Language and culture

Languages, understood as the particular set of speech norms of a particular community, are also a part of the larger culture of the community that speak them. Humans use language as a way of signalling identity with one cultural group and difference from others. Even among speakers of one language several different ways of using the language exist, and each is used to signal affiliation with particular subgroups within a larger culture. Linguists and anthropologists, particularly sociolinguists, ethnolinguists and linguistic anthropologists have specialized in studying how ways of speaking vary between speech communities.

A community's ways of using language is a part of the community's culture, just as other shared practices are, it is way of displaying group identity. Ways of speaking function not only to facilitate communication, but also to identify the social position of the speaker. Linguists use the term varieties, a term that encompasses geographically or socioculturally defined dialects as well as the jargons or styles of subcultures, to refer to the different ways of speaking a language. Linguistic anthropologists and sociologists of language define communicative style as the ways that language is used and understood within a particular culture.[19]

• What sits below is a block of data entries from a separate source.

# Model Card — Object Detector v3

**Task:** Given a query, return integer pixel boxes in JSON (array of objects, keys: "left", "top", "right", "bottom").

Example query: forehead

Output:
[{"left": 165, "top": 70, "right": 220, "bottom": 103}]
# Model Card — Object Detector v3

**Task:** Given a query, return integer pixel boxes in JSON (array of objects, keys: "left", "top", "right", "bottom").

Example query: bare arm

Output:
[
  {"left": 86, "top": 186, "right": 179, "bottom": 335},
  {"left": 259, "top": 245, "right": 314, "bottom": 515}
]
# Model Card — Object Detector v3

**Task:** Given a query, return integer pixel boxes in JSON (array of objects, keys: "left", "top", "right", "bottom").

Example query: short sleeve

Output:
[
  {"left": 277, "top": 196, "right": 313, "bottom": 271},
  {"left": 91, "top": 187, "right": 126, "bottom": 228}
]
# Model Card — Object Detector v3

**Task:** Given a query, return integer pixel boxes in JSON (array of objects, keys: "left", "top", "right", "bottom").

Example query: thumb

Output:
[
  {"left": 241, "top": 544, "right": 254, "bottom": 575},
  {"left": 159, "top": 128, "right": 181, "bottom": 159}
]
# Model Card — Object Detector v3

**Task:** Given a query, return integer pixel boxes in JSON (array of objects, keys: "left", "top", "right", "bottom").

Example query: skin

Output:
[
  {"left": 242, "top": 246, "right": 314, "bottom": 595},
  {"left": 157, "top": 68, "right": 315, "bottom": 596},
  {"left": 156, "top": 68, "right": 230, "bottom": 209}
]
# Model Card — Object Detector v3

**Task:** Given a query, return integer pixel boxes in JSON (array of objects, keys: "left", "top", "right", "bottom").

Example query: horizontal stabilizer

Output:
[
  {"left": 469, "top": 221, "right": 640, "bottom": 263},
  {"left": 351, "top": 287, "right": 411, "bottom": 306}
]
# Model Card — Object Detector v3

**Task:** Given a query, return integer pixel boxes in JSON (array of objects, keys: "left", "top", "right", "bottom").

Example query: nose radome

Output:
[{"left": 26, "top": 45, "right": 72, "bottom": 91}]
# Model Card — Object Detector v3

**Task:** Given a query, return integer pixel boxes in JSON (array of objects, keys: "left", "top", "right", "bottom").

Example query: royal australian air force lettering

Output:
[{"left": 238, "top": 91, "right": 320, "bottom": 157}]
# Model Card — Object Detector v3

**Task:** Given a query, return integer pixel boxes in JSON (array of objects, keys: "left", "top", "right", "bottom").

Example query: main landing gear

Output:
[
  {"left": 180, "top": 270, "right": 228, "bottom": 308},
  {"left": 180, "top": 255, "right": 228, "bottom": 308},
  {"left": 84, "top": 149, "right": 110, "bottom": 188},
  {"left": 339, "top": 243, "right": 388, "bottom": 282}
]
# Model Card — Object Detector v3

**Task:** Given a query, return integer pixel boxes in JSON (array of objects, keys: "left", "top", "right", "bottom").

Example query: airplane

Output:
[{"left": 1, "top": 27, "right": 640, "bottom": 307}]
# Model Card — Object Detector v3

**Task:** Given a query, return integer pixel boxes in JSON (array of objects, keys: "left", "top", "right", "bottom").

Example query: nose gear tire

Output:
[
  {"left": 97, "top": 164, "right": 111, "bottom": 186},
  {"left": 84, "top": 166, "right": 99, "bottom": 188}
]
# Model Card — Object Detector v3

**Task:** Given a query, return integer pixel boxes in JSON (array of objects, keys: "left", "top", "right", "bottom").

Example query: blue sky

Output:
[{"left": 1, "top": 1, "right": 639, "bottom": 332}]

Languages do not differ only in pronunciation, vocabulary or grammar, but also through having different "cultures of speaking". Some cultures for example have elaborate systems of "social deixis", systems of signalling social distance through linguistic means.[20] In English, social deixis is shown mostly though distinguishing between addressing some people by first name and others by surname, but also in titles such as "Mrs.", "boy", "Doctor" or "Your Honor", but in other languages such systems may be highly complex and codified in the entire grammar and vocabulary of the language. For instance, in several languages of east Asia, such as Thai, Burmese and Javanese, different words are used according to whether a speaker is addressing someone of higher or lower rank than oneself in a ranking system with animals and children ranking the lowest and gods and members of royalty as the highest.[20]